ExtremeFLOW / neko

/ᐠ. 。.ᐟ\ᵐᵉᵒʷˎˊ˗
https://neko.cfd/
Other
159 stars 27 forks source link

unable to trace MPI calls using Neko v0.6.1 #1214

Open sumuzhe317 opened 3 months ago

sumuzhe317 commented 3 months ago

Hi, I'm using Neko v0.6.1, and I want to trace the MPI calls to find out the time spent and the frequency of MPI calls.

However, I have tried various tools, and neither of them works, including IPM, AMDuProf and Intel-oneAPI-itac. Before applying them to trace MPI calls of Neko, I write some demo codes to test the tools. AMDuProf and Intel-oneAPI-itac could works for demo codes. By the way, I test AMDuProf and Intel-oneAPI-itac for quantum-espresso and both of them works.

Could you give me some advise to find out the error? Thanks.

More information:

  1. I test AMDuProf on Neko using OpenMPI and MKL. The running command is "which mpirun -n 2 -host l011:2 -x PATH -x LD_LIBRARY_PATH -x LIBRARY_PATH AMDuProfCLI collect --trace mpi=full,openmpi -o ./ ./neko ./tgv.case". Through I adjust the number of processes and the time step in the input, neither of them works.
  2. I test Intel-oneAPI-itac using IntelMPI(icx, icpx, ifx) and MKL. When I execute Neko using "mpirun -trace -n 2 ./neko ./tgv.case", it seems that the problem is memory leak. When I run it using "mpirun -trace -n 1 ./neko ./tgv.case". It works, but didn't progress the trace information.
njansson commented 3 months ago

Neko uses 'mpi_f08', which seems to confuse certain profilers. I would suggest to try the tools on your smaller examples using the f08 mpi module as a first step.

sumuzhe317 commented 3 months ago

Neko uses 'mpi_f08', which seems to confuse certain profilers. I would suggest to try the tools on your smaller examples using the f08 mpi module as a first step.

Thanks for your response. Following your suggestions, I tried to compile different small examples and found out that use mpi_f08 may be the reason for my error. I write a small hello world code using mpi. By replacing use mpi with use mpi_f08, AMDuProf couldn't work.

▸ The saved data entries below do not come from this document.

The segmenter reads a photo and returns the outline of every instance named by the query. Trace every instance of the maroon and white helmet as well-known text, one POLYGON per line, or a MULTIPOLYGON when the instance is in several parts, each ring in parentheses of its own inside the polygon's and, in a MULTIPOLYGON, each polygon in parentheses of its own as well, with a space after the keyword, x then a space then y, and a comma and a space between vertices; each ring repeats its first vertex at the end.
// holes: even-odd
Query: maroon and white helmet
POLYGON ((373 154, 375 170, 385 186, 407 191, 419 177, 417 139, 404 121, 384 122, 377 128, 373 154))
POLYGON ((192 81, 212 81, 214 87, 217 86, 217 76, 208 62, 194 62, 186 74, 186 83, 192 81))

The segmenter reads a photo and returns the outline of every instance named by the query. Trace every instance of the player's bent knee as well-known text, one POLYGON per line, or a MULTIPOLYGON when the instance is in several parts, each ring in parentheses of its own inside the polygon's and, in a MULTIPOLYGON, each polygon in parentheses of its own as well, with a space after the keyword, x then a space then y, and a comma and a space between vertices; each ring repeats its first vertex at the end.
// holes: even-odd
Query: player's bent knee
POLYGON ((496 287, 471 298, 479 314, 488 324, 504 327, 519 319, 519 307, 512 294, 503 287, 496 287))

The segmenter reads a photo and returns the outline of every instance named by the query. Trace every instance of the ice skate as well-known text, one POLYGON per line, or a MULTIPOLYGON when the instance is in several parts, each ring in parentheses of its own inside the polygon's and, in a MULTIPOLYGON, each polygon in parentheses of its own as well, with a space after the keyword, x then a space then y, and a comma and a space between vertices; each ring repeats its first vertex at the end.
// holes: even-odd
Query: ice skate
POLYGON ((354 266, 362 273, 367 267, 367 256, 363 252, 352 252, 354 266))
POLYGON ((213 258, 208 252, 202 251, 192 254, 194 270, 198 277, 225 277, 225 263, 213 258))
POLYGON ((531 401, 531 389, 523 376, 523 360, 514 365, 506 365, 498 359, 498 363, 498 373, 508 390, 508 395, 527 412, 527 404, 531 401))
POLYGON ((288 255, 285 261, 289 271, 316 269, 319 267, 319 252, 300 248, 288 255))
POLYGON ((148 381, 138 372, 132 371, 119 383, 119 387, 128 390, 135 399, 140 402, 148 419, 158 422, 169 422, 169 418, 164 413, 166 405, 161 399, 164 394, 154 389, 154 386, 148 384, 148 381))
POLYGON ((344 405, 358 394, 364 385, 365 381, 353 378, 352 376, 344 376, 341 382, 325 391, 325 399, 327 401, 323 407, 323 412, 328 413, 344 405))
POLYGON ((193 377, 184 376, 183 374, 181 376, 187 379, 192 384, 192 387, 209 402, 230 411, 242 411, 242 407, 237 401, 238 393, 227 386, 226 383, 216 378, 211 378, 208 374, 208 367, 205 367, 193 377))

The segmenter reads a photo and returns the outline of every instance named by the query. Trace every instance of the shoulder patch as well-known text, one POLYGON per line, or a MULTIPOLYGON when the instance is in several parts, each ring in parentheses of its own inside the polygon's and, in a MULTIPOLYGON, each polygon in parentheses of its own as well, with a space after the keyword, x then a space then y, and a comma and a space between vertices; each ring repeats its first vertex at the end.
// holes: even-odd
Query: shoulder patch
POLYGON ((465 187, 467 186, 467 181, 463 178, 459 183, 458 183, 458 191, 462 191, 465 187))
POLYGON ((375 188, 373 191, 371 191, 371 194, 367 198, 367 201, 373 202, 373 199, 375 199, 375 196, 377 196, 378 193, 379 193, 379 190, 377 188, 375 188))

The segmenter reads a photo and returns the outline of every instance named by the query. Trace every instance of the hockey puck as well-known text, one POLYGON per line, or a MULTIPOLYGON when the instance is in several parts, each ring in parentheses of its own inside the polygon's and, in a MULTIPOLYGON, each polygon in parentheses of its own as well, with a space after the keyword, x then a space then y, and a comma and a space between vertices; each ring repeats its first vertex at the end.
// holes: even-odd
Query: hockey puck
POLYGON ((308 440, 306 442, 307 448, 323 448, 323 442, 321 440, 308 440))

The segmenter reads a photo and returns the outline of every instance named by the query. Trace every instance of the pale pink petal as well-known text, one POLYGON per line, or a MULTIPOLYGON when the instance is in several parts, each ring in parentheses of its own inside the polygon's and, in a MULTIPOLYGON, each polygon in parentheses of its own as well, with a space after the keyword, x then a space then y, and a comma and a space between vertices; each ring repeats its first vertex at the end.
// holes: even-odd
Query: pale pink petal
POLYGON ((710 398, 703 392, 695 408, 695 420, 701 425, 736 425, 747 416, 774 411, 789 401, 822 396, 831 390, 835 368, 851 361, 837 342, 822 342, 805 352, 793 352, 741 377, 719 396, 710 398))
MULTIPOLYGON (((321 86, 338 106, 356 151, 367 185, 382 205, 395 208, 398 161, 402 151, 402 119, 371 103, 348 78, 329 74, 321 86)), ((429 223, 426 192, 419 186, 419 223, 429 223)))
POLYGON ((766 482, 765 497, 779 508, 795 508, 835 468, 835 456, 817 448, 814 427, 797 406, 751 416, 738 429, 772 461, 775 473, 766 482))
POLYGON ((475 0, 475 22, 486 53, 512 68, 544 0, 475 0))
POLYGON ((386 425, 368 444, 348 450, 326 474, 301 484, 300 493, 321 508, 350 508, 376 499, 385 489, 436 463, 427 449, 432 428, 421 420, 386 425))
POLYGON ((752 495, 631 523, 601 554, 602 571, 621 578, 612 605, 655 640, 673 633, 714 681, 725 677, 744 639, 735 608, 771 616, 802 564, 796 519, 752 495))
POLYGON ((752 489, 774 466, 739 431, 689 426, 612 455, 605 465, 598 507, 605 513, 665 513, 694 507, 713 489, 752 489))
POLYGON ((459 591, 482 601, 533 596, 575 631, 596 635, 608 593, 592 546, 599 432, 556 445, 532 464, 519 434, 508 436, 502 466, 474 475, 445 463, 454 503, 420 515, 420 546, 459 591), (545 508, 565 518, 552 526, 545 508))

My next question is that if I continue to use AMDuProf, could I simply replace use mpi_f08 with use mpi? I tried it but temporarily met some errors. Now I'm trying to fix it.

njansson commented 3 months ago

Neko uses 'mpi_f08', which seems to confuse certain profilers. I would suggest to try the tools on your smaller examples using the f08 mpi module as a first step.

Thanks for your response. Following your suggestions, I tried to compile different small examples and found out that use mpi_f08 may be the reason for my error. I write a small hello world code using mpi. By replacing use mpi with use mpi_f08, AMDuProf couldn't work.

My next question is that if I continue to use AMDuProf, could I simply replace use mpi_f08 with use mpi? I tried it but temporarily met some errors. Now I'm trying to fix it.

In principle yes, but it would need quite some changes in I/O routines. For testing, we do have a branch (https://github.com/ExtremeFLOW/neko/tree/fix/legacy_usempi) with use mpi,it more or less follow develop, thus quite different from v0.6.1, but can probably be used as a reference.

sumuzhe317 commented 3 months ago

Neko uses 'mpi_f08', which seems to confuse certain profilers. I would suggest to try the tools on your smaller examples using the f08 mpi module as a first step.

Thanks for your response. Following your suggestions, I tried to compile different small examples and found out that use mpi_f08 may be the reason for my error. I write a small hello world code using mpi. By replacing use mpi with use mpi_f08, AMDuProf couldn't work. My next question is that if I continue to use AMDuProf, could I simply replace use mpi_f08 with use mpi? I tried it but temporarily met some errors. Now I'm trying to fix it.

In principle yes, but it would need quite some changes in I/O routines. For testing, we do have a branch (https://github.com/ExtremeFLOW/neko/tree/fix/legacy_usempi) with use mpi,it more or less follow develop, thus quite different from v0.6.1, but can probably be used as a reference.

Thanks! I will try to follow your suggestions.

sumuzhe317 commented 3 months ago

@njansson I have tried more tools, for example, tau (https://www.cs.uoregon.edu/research/tau/home.php).

It doesn't work. I have emailed to AMD call for technique support.